Ten to Teen: Growing Up Too Quickly
“Dude!” my son shouts. “You don’t know what you’re talking about!” Um, did my ten-year-old just call me dude? Yes he did. And not only did he call his ever-loving mother “dude,” but he suddenly seems to think that anyone over the age of eighteen knows absolutely nothing. Nothing about the important stuff that is, like music, movies, TV shows.
I have to ask myself when did that sweet little boy who loved to cuddle up to me and read Goodnight Moon become an eye-rolling, door-slamming tween? Although we still have almost three years until full-fledged teendom, I often wonder if my son’s sudden attitude is, for lack of a better word, normal.
I could consult a bunch of so-called experts or read the latest book on parenting practices, but instead I would rather ask those who truly know—other moms. Overwhelmingly almost all of the moms that I know say the same exact thing. Their almost middle school-aged kids act more like teens than tens (or even tweens). The boys talk about their “girlfriends,” the girls talk about their “boyfriends,” and everyone seems to be texting, emailing, and downloading the cool apps.

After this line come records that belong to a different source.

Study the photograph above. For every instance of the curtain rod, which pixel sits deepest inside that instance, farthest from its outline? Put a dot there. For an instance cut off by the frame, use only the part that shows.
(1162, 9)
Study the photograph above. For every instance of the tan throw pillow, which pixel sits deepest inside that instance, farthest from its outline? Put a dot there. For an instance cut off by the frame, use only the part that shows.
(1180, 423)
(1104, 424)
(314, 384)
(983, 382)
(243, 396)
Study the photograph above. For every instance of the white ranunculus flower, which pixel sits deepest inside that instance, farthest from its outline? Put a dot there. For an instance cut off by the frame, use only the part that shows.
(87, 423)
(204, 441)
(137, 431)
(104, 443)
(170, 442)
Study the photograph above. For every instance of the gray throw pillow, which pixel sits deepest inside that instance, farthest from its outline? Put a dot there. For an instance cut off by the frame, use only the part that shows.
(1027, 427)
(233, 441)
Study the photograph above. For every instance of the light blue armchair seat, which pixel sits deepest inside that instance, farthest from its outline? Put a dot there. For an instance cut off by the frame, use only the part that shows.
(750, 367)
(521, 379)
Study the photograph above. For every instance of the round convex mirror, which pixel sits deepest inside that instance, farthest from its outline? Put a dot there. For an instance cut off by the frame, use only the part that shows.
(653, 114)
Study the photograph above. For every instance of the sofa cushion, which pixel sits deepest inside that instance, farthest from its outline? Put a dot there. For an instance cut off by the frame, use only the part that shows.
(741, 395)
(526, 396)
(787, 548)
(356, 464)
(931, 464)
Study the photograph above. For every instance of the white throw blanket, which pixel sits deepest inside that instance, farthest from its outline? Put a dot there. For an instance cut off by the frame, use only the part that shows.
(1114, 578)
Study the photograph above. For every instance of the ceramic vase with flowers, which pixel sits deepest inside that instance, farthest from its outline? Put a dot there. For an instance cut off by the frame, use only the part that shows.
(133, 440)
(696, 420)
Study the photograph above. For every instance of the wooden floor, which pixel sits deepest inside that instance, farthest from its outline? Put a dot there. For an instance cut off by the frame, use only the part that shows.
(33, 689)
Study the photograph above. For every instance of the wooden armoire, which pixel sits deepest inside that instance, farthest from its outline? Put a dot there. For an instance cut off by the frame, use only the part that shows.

How can this be? That these little kids are acting so mature? I mean my friends and I were still acting like children well into fifth or sixth grades. Or were we? Maybe it’s just my wishful remembering that is making me think that my child is growing up way to quickly for his own good. I was recently reminded (via some amazingly embarrassing pictures that were posted on Facebook) that in fifth grade my friends and I all thought that we were indeed teenagers. While times may have changed, my love for the Madonna Like a Virgin cassette may just be akin to my son asking if he can download the newest LMFAO song.
Even though I know that I can’t postpone the inevitable, what is the appeal of growing up anyway? I know that all of the trappings of the teenager seem very glamorous and important to a child who is just not there yet, but in reality any adult knows that being a little kid is way more fun. Free time spent playing outside, climbing trees and riding bikes or simply giggling with friends. These pursuits seem much better to me than worrying about who your homecoming date is or having the “in” brand of clothes.
Although it’s sad to think that my little baby is growing up, dwelling on the negative parts isn’t going to help me. Sometimes I think about friends who have teenagers. They thoroughly enjoy their children’s growing independence. While I will always think fondly about those cuddle-filled days, I know that I can’t stop the growing process. I might not have expected the terrible teens to start so early, but maybe it won’t be quite so bad.